Nehemiah is growing like a weed! It looks I will be shopping for more clothes sooner than I expected. On May 12, 2006 I found out I was pregnant. I immediately began calling the baby NuNu. Obviously I didn't know if NuNu was a boy or a girl, but the nickname just felt right. Needless to say, the nickname stuck, so we still call Nehemiah NuNu. The other morning my NuNu looked at me and said, "Mama (my heart melts whenever he calls me this), I only want to be called Nehemiah or Miah. No more NuNu cause I'm a big boy now." He did mention that Nana however could still call him NuNu! I hope that Nehemiah and Nana are still very close when he's older. I will respect Nehemiah's wishes and no longer call him NuNu.
Things with the man friend are going well, and I'm very happy. School is good, but its keeping me so busy this session. I'm taking Sociology and I absolutely love it. I have decided to get my Master's Degree in Human Relations. Human relations is the ability to work through and with others in an organization; something all managers should know how to do. I'm still not 100 % sure what I want to be when I grow up because the options are endless. I am glad that I made the choice to become a business major.

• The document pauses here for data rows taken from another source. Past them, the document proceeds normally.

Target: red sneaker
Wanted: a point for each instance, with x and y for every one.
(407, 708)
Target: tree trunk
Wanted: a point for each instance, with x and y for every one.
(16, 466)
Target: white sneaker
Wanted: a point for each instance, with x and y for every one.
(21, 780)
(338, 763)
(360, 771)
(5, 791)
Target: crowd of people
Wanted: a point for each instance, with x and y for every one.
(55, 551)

I will be working on my bachelor's degree for 2 more years, but why stop there right?
Taking this Sociology class has taught me a lot about myself. For the past few years, my friend Nic has been telling me that I need to be unapologetic about my life and my choices. I have always considered what people would think about me if I did this or that. These thoughts kept me from doing things that could have made my life and Nehemiah's life much easier. No more will this be the case.
I will no longer apologize for doing whatever is necessary for Nehemiah and me to live our best lives. I will not apologize for what I believe in, for doing things that make me happy, or for any decision I make regarding my child. No more getting approval for living life the way I'm entitled to live it. I'm a grown woman and it's about time that I start putting my needs ahead of those around me. My needs have taken the back burner for so long that I began to feel like I didn't matter. Not anymore. My self-esteem issues stemmed from this, and you know what, I've come a long way, and taking care of me feels good. It makes me feel good, and when I'm happy it shows. I'm not afraid to be my real self anymore. So dear friends, this is me and my life, so you can either take it or leave it. When it comes down to it, you're either on my team or you're not.